Simple. It serves a new style sheet to various versions of IE as needed. The bad thing is the extra HTTP request added onto the Microsoft browsers. I’m not even there yet, but during one of my interviews for the new gig an alternative was suggested- using conditional comments to append a different class to the html element and letting the cascade sort it out.

I liked that idea.

Thinking about it a little bit, I came up with two issues with that technique.

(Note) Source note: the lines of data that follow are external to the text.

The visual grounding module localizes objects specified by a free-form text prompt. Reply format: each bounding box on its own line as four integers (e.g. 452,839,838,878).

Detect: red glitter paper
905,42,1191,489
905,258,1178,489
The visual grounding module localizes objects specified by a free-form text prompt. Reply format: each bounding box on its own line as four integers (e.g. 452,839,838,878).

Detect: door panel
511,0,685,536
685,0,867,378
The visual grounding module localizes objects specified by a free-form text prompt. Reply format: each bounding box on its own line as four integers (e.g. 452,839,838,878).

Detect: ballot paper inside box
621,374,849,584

  • If you’re forced to use CSS Filters, the html element technique will not hide the offending CSS properties from good browsers. If you hate seeing errors and warnings and/or want your code to validate, then this technique fails.

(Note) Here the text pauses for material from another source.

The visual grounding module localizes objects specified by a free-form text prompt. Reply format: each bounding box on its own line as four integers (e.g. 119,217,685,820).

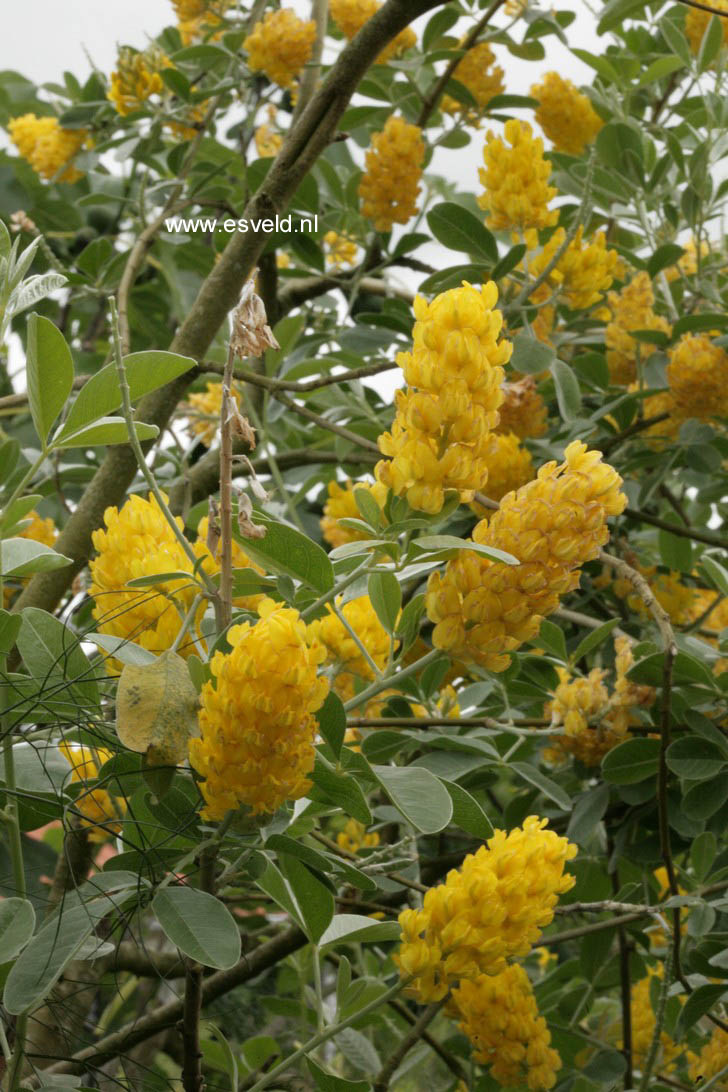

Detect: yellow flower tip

    For me that’s mostly going to be an issue with IE6 and PNGs.

    Which leads me into the next potential problem.

  • Occasionally, IE6 can require an enormous amount of extra code. Serving that to everyone bothers me.

    Yes, I like to worry about milliseconds.

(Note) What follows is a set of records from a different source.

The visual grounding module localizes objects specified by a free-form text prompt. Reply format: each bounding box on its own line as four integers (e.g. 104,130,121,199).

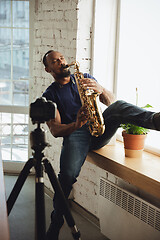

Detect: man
43,50,160,240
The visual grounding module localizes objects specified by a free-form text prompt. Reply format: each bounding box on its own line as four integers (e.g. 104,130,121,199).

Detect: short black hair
43,50,54,67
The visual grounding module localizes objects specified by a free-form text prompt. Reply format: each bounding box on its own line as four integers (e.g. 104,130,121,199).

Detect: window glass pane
0,28,11,80
13,1,29,28
0,113,11,160
13,29,29,80
117,0,160,109
0,0,11,27
0,81,12,105
13,81,29,106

With those things in mind, I’ve decided to go with something like this. It solves both of my concerns*

<!DOCTYPE html>
<!--[if gte IE 7]>
<![if IE 7]>
<html lang="en" class="ie7">
<![endif]>
<![if gt IE 7]>
<html lang="en" class="ie8">
<![endif]>
<![endif]-->
<!--[if !IE]> <-->
<html lang="en">
<!--> <![endif]-->
<title>Internet Exploder</title>
<link rel="stylesheet" href="/_assets/styles/styles.css" />
<!--[if gte IE 5.5]>
<![if lt IE 7]>
<link rel="stylesheet" href="/_assets/styles/ie6.css" />
<![endif]>
<![endif]-->
</head>
<body id="home">

It does the neat solution for the easier-to-deal-with IE7 and IE8 cases and then falls back to serving a new sheet for IE6.

And no, I’m not going to lose sleep over an extra HTTP request for IE6. The web experience in that browser is so bad it’s not worth stressing over an optimization like that, especially since I’m desperate to just be done with supporting the beast.

*Most of the time- if I need to use the Opacity filter, this pattern goes out the window.